Hey where did everyone go? It’s been 24 hrs without sleep and my Brisket and Butts are at 172*.  I don’t know why I’m bothering to type this when the adults wake up tomorrow this post will be gone like Joker’s youth…and Puff’s daddy……we might need you boat Puff because I think we are up a certain creek without a paddle.


----------



## ScottyDaQ (May 27, 2006)

I started mine a litte while ago. wanted to have it ready for dinner. watch the race, and eat some fresh Q. Mmmmm


----------



## Puff1 (May 27, 2006)

wittdog said:
			
		

> Hey where did everyone go? It’s been 24 hrs without sleep and my Brisket and Butts are at 172*.  I don’t know why I’m bothering to type this when the adults wake up tomorrow this post will be gone like Joker’s youth…and Puff’s daddy……we might need you boat Puff because I think we are up a certain creek without a paddle.



Nope still here  
Wake up Dog :!:


----------



## wittdog (May 27, 2006)

Well the meat is done. I had some fire control issues with the charcoal basket, but it doesn’t seem to have effected the finished product. I'll try to get pics of the finished stuff but I'm going to have a housefull after the little guys game……I’m still in denial about my food porn obsession.  The one thing I did notice is it doesn’t seem like I got that real nice smoke ring like I got on the last brisket I did.  :-k I think it’s because I used more pecan than cherry?


----------



## Cliff H. (May 27, 2006)

Looks very good.


----------



## Guest (May 27, 2006)

Just using charcoal or lump charcoal should give you a smoke ring.  I've read some discussions about certain ingredients in rubs inhibiting the formation of the smoke ring but I've never seen any conclusive proof.


----------



## ScottyDaQ (May 27, 2006)

Looks great !

CUT IT UP !!!!
 =P~  =P~  =P~  =P~  =P~  =P~  =P~


----------



## wittdog (May 27, 2006)

The Joker said:
			
		

> Just using charcoal or lump charcoal should give you a smoke ring.  I've read some discussions about certain ingredients in rubs inhibiting the formation of the smoke ring but I've never seen any conclusive proof.

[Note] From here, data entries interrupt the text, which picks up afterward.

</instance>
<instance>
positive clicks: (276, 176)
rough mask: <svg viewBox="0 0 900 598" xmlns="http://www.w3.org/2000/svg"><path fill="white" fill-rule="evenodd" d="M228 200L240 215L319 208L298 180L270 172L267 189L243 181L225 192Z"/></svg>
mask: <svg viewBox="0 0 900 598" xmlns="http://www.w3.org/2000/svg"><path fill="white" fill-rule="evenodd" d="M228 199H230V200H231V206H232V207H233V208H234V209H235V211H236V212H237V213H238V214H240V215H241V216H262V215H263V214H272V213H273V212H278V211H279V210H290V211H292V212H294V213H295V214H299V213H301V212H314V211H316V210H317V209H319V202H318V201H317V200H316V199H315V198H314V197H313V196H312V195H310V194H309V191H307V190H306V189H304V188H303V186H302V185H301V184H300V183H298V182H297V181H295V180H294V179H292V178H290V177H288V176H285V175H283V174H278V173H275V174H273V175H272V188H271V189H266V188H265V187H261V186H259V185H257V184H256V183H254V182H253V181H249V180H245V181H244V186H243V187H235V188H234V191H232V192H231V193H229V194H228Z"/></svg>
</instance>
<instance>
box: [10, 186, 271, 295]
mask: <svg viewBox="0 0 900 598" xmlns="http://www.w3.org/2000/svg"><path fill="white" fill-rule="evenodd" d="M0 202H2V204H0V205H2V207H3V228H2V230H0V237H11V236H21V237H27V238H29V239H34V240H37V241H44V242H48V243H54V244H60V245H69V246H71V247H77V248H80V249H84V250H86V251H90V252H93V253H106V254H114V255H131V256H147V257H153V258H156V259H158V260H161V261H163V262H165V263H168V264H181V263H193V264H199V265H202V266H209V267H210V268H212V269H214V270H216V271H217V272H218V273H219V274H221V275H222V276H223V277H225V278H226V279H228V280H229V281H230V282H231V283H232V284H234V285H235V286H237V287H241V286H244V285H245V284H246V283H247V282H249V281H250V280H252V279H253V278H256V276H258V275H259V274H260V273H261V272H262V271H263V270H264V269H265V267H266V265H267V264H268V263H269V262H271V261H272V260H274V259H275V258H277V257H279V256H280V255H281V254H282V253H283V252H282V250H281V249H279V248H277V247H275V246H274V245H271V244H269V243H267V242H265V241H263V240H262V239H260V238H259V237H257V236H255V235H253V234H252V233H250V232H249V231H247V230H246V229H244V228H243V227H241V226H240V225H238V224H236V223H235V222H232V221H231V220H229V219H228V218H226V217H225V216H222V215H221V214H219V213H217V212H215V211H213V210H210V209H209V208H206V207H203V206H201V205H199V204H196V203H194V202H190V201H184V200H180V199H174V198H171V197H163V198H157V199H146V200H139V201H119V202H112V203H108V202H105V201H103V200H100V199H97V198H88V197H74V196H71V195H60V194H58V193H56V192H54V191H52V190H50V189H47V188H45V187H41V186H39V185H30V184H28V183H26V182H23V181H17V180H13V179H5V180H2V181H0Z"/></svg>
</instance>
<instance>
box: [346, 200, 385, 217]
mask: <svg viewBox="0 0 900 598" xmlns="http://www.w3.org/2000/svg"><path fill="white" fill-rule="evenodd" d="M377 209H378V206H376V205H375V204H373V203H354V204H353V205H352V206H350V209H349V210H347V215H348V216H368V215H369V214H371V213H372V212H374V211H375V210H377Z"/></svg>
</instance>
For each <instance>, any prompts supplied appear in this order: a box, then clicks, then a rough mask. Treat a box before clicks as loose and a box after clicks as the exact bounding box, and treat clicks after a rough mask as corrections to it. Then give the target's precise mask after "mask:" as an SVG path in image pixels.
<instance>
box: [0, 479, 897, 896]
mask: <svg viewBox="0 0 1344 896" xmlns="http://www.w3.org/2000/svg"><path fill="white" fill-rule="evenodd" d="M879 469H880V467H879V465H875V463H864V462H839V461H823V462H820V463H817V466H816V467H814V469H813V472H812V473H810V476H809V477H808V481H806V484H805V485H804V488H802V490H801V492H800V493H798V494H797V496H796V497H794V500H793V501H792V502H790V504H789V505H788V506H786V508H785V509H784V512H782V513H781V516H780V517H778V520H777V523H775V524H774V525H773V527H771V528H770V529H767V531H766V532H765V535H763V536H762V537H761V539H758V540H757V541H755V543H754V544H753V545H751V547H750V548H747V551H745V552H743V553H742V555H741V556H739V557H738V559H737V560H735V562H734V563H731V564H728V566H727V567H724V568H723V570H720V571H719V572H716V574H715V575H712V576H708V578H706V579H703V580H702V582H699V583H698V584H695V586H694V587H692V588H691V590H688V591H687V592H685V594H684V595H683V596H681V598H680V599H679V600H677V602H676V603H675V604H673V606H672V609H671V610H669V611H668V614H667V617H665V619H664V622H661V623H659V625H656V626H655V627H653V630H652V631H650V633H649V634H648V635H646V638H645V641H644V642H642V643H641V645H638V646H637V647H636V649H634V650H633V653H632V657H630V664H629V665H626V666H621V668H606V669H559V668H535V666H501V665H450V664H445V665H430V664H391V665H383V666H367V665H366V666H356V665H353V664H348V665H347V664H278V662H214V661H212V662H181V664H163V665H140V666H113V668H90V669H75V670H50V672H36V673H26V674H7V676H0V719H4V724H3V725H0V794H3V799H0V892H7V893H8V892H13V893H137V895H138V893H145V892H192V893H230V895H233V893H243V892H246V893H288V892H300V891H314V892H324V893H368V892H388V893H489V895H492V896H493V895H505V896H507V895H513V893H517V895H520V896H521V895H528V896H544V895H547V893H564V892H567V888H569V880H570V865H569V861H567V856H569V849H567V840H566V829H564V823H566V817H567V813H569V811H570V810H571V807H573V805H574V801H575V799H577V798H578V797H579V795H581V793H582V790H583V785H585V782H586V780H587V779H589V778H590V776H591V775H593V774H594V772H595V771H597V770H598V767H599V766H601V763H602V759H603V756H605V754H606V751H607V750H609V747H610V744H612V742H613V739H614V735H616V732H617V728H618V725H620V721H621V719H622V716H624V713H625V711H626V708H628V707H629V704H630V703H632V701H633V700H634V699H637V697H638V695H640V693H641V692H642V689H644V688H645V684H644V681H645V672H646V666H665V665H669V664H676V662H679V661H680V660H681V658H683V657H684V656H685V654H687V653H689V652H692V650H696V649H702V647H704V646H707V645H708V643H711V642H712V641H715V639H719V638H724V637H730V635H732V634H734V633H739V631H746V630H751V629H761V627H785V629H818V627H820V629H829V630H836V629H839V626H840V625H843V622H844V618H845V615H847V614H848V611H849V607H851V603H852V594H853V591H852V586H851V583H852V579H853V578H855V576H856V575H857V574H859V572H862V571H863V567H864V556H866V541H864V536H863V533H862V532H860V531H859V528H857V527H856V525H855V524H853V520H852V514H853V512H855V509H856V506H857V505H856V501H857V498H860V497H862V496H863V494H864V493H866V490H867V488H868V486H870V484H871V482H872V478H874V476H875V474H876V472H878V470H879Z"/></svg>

I have a smoke ring it just doesn't look like the last one, like this


----------



## Guest (May 27, 2006)

The only other thing I can think of off the top of my head is, smoke ring formation stops once the meat reaches around 140º (138º I think) so if you let your meat come to room temperature before putting it on, there will be less of a smoke ring than if you put it on at less than 40º.


----------



## wittdog (May 27, 2006)

The Joker said:
			
		

> The only other thing I can think of off the top of my head is, smoke ring formation stops once the meat reaches around 140º (138º I think) so if you let your meat come to room temperature before putting it on, there will be less of a smoke ring than if you put it on at less than 40º.


Nope I always go straight from the fridge to the smoker.........I got to believe its the wood choice. I've noticed color differences in the electric with using just hickory or hickory/cherry or straight cherry. IMHO the cherry is what give it that nice color. Even when I clean the ashes in buford the cheery cook ashes have a reddish tint....... :-k


----------



## Puff1 (May 27, 2006)

Looks awesome Dog =D> 


I hope your'e getting some much needed rest now


----------



## john pen (May 28, 2006)

Looks good, where'd you score the brisket ?


----------



## wittdog (May 28, 2006)

john pen said:
			
		

> Looks good, where'd you score the brisket ?


Market in the Square the grocery store right down the street. That had a whole cooler full.


----------



## Nick Prochilo (May 29, 2006)

wittdog said:
			
		

> The Joker said:
> 
> 
> 
> ...



I'd eat that!


----------